Despite this no report was made to the police or Children’s Social Care.

The report states “there is … no evidence that GPs at any point considered that (the girl’s) presenting symptoms might be indicators of sexual abuse or child sexual exploitation.” It goes on “in attempting to understand why this was the case, the (investigators) recognises that GPs … had little knowledge about indicators of child sexual exploitation at this time.” But, one asks, how much knowledge do they need?

They know she is underage, they know she is sexually active and therefore that whoever has had sexual intercourse with this girl is guilty of rape.

Are we to believe that until GPs and sexual health workers are given specific training by another agency equipped with a bag stuffed full with acronyms and jargon such as ‘child sexual exploitation’ (CSE) that they cannot be expected to pick up the phone and call someone when a 13 year old girl tells them they have been anally raped?
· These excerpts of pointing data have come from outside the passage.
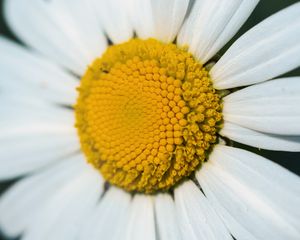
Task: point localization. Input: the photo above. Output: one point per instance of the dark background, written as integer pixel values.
(264, 9)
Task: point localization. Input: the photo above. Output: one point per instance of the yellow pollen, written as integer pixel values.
(147, 115)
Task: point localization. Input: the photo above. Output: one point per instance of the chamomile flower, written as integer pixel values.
(125, 140)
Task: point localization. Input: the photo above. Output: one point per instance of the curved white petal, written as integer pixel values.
(270, 107)
(168, 16)
(257, 199)
(267, 50)
(108, 219)
(141, 222)
(33, 136)
(158, 19)
(260, 140)
(63, 215)
(24, 200)
(167, 223)
(141, 17)
(114, 18)
(212, 24)
(26, 75)
(65, 31)
(197, 219)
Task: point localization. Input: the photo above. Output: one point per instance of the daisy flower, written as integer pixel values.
(135, 149)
Is it now up for debate that a girl could consent to oral sex when she has had petrol poured all over her and threatened with being set alight?

The report continues “A common feature … in responding” to this 13 year old was only responding to  “her clinical need without a more holistic approach being taken with regard to her wider welfare needs.” In other words, they treated the sexually transmitted infection of this under age girl, offered her contraception and just sent her on her way.

Is this what our GPs and ‘sexual health worker’ have been reduced to, in the wonderful, liberal, enlightened era of ‘non-judgment’? Practically facilitating and assisting the gross abuse of young girls who were first abandoned by their parents and then by the State? Is this what the NHS was set up to do? Collude in the abuse of minors?

In Rochdale and elsewhere, giving young people free access to ‘sexual health services’ on the assumption that ‘they are going to have sex anyway, so we must do what we can to reduce the risk’ has proved to be anything but compassionate. If anything it just empowered the abuser and prolonged the torment these girls endured.